どの観点から見てもムスリムは、日本社会が求める同化・同質性とムスリムとしてのアイデンティティの保持の間で葛藤していることが分かった。在日ムスリムが抱える問題を解決するには多くの日本人がイスラム教に対して表面的ではない理解を示さなくてはならない。また在日ムスリムは多様なバックグラウンドを持ち、イスラム教に対する考え方も一様ではない。マニュアルを作って一括で対応することはふさわしくない。現状、日本の学校はある程度融通を利かせ、比較的柔軟にムスリム児童への対応を行っている。しかし改善点は未だ大いに残されている。今後さらにムスリム児童は増えることが予想されているが、彼らがよりよい教育を受けることができるよう体制を整えていかなければならない。

立古智久 ジャカルタの交通渋滞

種別:卒業論文

東南アジアでも有数の大都市である首都ジャカルタにおいて、交通渋滞は深刻な問題となっている。本論文ではこの渋滞は果たして改善されうるのかというテーマの元、渋滞が引き起こされている原因を明らかにし、そして今後どう変化していくのかについて論じた。

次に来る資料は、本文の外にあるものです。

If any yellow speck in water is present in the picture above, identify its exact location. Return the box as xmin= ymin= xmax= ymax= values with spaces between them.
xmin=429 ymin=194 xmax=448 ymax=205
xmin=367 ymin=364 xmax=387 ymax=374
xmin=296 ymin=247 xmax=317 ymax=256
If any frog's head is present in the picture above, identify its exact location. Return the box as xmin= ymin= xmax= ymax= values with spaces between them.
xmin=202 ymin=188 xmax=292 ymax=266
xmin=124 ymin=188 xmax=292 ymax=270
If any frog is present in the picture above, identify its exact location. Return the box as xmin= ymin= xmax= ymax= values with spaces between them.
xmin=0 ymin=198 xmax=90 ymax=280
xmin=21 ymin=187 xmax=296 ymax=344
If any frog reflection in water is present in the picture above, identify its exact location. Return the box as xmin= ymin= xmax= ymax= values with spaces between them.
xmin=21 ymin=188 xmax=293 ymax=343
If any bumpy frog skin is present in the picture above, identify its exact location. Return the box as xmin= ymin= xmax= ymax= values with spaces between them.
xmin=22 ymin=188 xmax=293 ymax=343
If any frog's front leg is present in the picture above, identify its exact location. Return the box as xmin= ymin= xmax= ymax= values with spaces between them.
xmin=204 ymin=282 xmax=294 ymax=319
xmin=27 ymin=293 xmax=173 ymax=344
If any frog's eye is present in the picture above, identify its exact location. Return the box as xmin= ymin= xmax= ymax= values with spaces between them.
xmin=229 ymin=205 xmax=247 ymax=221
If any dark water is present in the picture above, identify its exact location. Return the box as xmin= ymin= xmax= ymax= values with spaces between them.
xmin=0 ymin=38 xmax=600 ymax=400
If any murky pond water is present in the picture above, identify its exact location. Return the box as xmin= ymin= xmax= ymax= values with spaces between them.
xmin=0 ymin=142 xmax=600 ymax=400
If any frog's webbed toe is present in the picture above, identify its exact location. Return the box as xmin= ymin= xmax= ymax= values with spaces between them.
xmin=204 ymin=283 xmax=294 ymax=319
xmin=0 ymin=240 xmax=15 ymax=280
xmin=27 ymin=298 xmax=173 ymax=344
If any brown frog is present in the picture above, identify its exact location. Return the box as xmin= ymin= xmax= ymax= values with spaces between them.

第1章ではジャカルタの交通事情について、現状及び課題の把握とその背景、そしてジャカルタ州政府がこれまでどういった対策を講じてきたのかについて探る。加えて、2018年8月に開催されたジャカルタアジア大会での交通規制についても説明した。第2章ではジャカルタの交通網が抱える大きな欠点である、公共交通機関の不足について挙げた。既存のTrans Jakartaの他、2019年に開通予定である新たな公共交通機関MRT、LRT等について、交通渋滞の解消という軸のもと取り上げた。そしてこうした新旧の交通機関について、今後展開していくべき政策、サービスについて考察した。第3章では、ジャカルタの目指す交通について、他の国の公共交通機関や政策を取り上げてどう活かしていくことができるのか、検討・考察する。特にジャカルタに比較的交通事情が近く、モデルとして参考になる考えられるシンガポール及びタイのバンコクについて論じた。

これらの要点を踏まえ、「州政府の対策の強化」、「公共交通機関の整備」を中心にジャカルタの交通渋滞は将来的に改善されるという結論を導いた。